Infinite boxes: On the 2025 Chemistry Nobel Prize

It would not be an overstatement to say that metal-organic frameworks (MOFs) have redefined what materials can do for society. These porous crystalline structures are built from metal ions coordinated to organic linker molecules and offer gigantic amounts of internal surface area. Their cavities can be tuned to trap greenhouse gases, harvest drinking water from air, and store hydrogen or methane as clean fuels. As industries confront climate change and scarce resources, MOFs exemplify chemistry’s power to reimagine sustainability, atom by atom. The roots of this year’s Chemistry Nobel Prize, awarded to the developers of MOFs, go back to the 1980s, when Richard Robson, then at the University of Melbourne, wondered whether molecular architectures could be designed rather than found. Inspired by a ball-and-stick model used for teaching, he combined copper ions with an organic molecule whose four ends bore nitrile groups. Contrary to expectations, the ingredients self-assembled into an ordered, diamond-like crystal loaded with empty cavities. Susumu Kitagawa, working in Japan, picked up on the same spirit and made a breakthrough in 1997 when he built a 3D framework of cobalt, nickel or zinc ions linked by bipyridine molecules. When drained of water, the framework remained intact, allowing the gaps between its atoms to hold and release gases as required. In 1998, he also proposed that MOFs could be made of soft solids that ‘breathed’ as other molecules moved in and out.

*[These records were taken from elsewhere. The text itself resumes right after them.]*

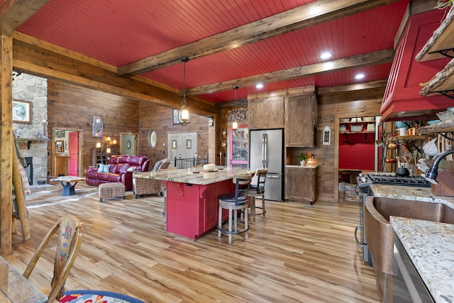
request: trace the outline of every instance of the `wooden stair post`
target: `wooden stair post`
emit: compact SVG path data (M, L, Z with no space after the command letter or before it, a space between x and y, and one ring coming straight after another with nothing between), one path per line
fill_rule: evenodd
M19 214L19 220L21 221L21 226L22 227L22 238L23 240L29 240L31 236L30 235L30 226L27 217L26 196L23 194L22 179L21 178L18 165L19 162L17 158L17 154L16 153L16 148L14 148L14 150L13 150L13 186L14 187L14 192L16 192L17 211Z

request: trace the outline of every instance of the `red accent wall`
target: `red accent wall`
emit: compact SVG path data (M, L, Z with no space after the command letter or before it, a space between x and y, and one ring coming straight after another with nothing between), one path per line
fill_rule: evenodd
M374 133L339 134L339 169L374 170Z

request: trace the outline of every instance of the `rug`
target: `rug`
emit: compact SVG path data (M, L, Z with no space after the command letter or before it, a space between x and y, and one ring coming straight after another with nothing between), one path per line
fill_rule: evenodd
M98 187L87 187L79 184L76 185L76 194L73 196L62 197L63 188L60 184L46 184L45 187L39 187L31 189L31 194L26 195L26 204L28 208L40 207L47 205L53 205L60 203L66 203L79 201L81 199L88 198L98 194Z
M60 303L145 303L132 297L101 290L71 290L65 292Z

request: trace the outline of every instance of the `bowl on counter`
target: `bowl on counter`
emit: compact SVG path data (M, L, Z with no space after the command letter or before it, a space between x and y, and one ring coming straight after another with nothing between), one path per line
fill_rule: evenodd
M436 113L436 115L438 118L440 118L440 120L446 121L454 118L454 111L442 111L441 113Z

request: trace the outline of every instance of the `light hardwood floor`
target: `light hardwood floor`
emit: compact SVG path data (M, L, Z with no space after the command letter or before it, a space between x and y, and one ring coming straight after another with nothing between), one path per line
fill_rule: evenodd
M254 220L249 240L235 235L228 246L214 231L196 241L167 233L162 203L126 192L125 200L99 203L96 194L30 209L32 238L23 241L18 224L13 253L4 257L23 271L57 218L73 214L82 219L84 238L66 290L113 291L145 302L379 302L373 270L353 236L358 204L268 202L266 221ZM44 254L31 277L40 288L49 288L53 253Z

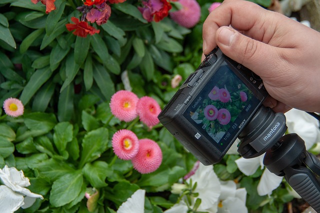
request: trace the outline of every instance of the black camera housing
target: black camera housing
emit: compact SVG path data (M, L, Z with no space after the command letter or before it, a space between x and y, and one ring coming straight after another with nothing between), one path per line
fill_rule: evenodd
M258 76L217 47L188 77L158 118L204 165L214 164L268 96Z

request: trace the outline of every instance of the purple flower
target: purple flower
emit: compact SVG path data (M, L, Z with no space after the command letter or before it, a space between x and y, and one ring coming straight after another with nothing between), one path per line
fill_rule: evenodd
M86 18L92 23L102 24L108 20L111 15L111 7L106 2L96 5L86 13Z
M230 100L230 93L228 90L222 88L219 90L219 99L222 103L226 103Z
M220 109L218 111L218 116L217 117L220 124L226 125L229 123L231 120L231 115L230 112L226 109Z
M204 116L210 121L216 120L218 116L218 110L214 105L208 105L204 108Z
M248 98L246 96L246 94L242 91L240 92L240 98L241 98L241 101L242 102L246 101L248 99Z
M219 88L216 86L211 90L208 95L211 100L216 101L219 99Z

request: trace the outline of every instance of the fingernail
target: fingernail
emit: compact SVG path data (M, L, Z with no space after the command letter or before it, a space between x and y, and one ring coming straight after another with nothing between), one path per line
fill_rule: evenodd
M236 33L228 26L224 27L220 31L218 36L218 40L226 46L230 46L232 43Z
M204 42L202 44L202 50L204 52L206 49L206 40L204 40Z

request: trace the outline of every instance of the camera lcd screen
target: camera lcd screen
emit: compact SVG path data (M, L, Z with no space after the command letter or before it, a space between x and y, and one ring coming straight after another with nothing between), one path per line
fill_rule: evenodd
M260 103L224 61L183 115L223 151Z

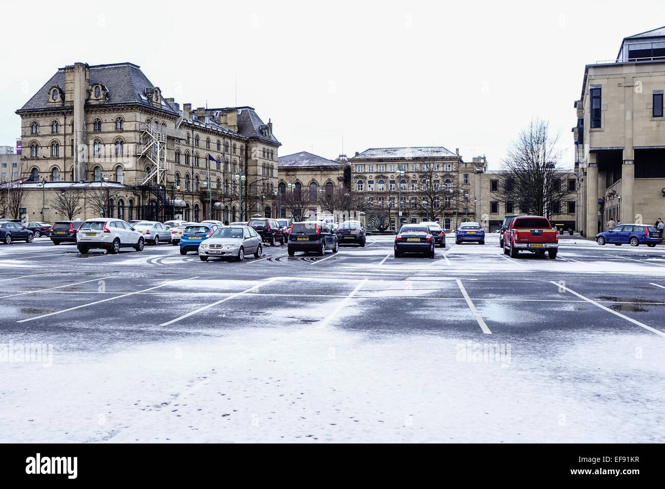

Meanwhile in the U.S., Omar Yaghi was dissatisfied with the trial-and-error of conventional reactions and pioneered reticular chemistry, with which he assembled predetermined building blocks into ordered networks. His first frameworks, reported in 1995, were robust two-dimensional nets. By 1999 he unveiled MOF-5, a zinc-based cubic lattice with extraordinary stability and surface area. A few grams contained the internal area of an entire football field. His approach allowed entire families of related MOFs to be designed systematically. Thus, Robson, Kitagawa and Yaghi established a new grammar of matter that allowed others to create thousands of MOFs, some of which moved from prototypes to industrial reactors and semiconductor manufacturing lines. The road ahead is even more promising but also exacting. Researchers are still working to make MOFs more durable in real-world conditions and cheaper to produce at scale. Integrating them into batteries and catalytic filters, for instance, requires engineering as finely tuned as their chemistry. For all these achievements, however, the vision honoured this year transcends any single material. By showing that chemistry can design empty space as precisely as solid matter, the laureates built room not only for molecules but for imagination itself.